Хотя мне так только кажется, да. На самом деле я уже продолжаю:
– Но послушай, дружок… Я тебе должен сказать одну важную вещь, хорошо?
– Хорошо, папк. Только можно я тебе еще сначала скажу одну вещь про доктора Октопуса?
– Хорошо, можно… Нет! Слушай, сынок, давай потом про Октопуса, ладно?
– Ну одну. Ну пожалуйста. Ну только одну.
– Хорошо.
– У него тело похоже на желе, представляешь! Он не качается и не занимается спортом. Он сделал себе эти железные щупальца, но своей-то силы у него нет! У него эти щеки, это пузо, такое пузо, и бока такие – эуц, эуц! Трясутся прямо, пап! – Он имитирует в воздухе резкие удары кончиками пальцев по абстрактно-ничейному филею, с отмашкой, как я когда-то в детстве бил по задам общешкольных изгоев: помню, удар снизу по подбородку назывался саечкой, а как назывался удар сверху по заднице – запамятовал.
– Как желе! – продолжает он. – А у Спайди бицуха и квадратики. Вот потому-то Спайди его и победил в конце концов.
А я вдруг снова вспоминаю те качели. Сколько тогда оставалось… неделя? две?
Не надо было мне ставить эту фотку себе на заставку. Но что сделано, то сделано. Это была последняя неделя (или две, какая теперь разница), когда мы все были другими: я, Вера, Стас… Иконка – она иконка и есть. Я и сам не заметил, как стал молиться на эту картинку.
Пока не пришел Азимович.
Мудило, пьяница и наркот, что где-то когда-то был кем-то несом. Согласитесь – крайне глупо ведь, что этот идиотский, абсолютно рядовой факт сейчас по странной прихоти несомого влияет на будущее моего ребенка. Который меж тем не умолкает; который обещает:
– И я буду тоже таким, как Спайди, пап, а не таким, как доктор Октопус!
Вот что он обещает мне… Верите вы или нет? Я верю. Мне приходится.
– Послушай, дружок, – наконец перебиваю, приложив палец к его губам; я часто так делаю, когда надо его оборвать, потому что это вроде как и шутка, и одновременно четкое обозначение намерений. – Послушай. Для того чтобы ты стал таким, как Спайди, папка должен сделать одну вещь, которая тебе не понравится.
Сначала выключается вода, а потом призывно щелкает, открываясь, дверь ванной. Я знаю, что между первым и вторым действием проходит ровно десять секунд.

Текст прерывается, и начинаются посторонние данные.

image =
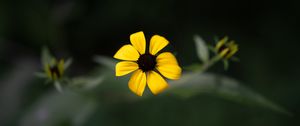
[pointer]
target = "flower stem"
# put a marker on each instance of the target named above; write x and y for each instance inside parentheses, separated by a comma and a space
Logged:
(211, 62)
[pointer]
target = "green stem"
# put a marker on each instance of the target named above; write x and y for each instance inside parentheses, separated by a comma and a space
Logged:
(210, 63)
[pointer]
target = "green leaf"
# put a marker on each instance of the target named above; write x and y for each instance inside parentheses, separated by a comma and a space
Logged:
(88, 82)
(226, 64)
(68, 63)
(106, 61)
(194, 83)
(46, 57)
(40, 75)
(202, 50)
(56, 109)
(58, 86)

Именно столько ей нужно, чтобы накинуть халат, а вытираться она никогда не любила.
– Папке нужно уйти, – продолжаю. – Я больше не буду здесь жить, дружок. Вы с мамой останетесь здесь, а я буду жить в другом месте.

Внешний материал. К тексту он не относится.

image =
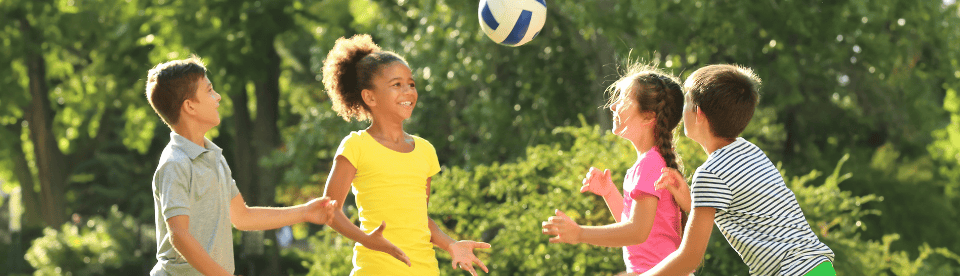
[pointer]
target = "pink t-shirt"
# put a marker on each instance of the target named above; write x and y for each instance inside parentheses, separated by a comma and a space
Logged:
(665, 235)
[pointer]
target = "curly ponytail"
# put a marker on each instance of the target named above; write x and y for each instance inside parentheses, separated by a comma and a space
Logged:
(349, 68)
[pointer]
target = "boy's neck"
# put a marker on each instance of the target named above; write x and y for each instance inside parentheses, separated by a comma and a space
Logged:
(192, 131)
(714, 143)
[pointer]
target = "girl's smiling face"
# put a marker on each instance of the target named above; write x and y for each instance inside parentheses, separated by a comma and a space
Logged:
(394, 92)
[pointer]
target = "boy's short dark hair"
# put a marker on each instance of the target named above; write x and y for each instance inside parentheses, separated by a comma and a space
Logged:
(727, 95)
(171, 83)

Мимо спальни Стаса шествуют, причмокивая о линолеум, мокрые босые пятки. Я знаю, что шагов на пути из ванной в спальню они делают ровно шесть. Так было всю жизнь Стаса и еще полжизни, когда его не было.

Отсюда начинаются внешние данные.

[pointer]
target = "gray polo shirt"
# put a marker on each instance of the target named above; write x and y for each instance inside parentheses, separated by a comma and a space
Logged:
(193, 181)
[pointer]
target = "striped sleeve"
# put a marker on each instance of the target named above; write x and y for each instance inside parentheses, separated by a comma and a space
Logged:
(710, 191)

Такие вещи знать не хотелось бы – немало и без них прочитанных страниц в открытой книге. Но ты их знаешь.
– Почему?– спрашивает он под аккомпанемент дверного скрипа. Это предпоследний аккорд саундтрека к короткометражке «Волшебное путешествие Веры из душа в спальню» – череды ритуальных звуков, за восемь лет выученных до рвоты. Последним будет щелчок двери спальни, где-то через три четверти секунды.
– Потому что мне нужно служить богу, – честно отвечаю через секунду после щелчка.
– Иисусу Христу?
– Нет, сынок… Другому Иисусу. Я говорил тебе сегодня по телефону. Но ты не запомнил.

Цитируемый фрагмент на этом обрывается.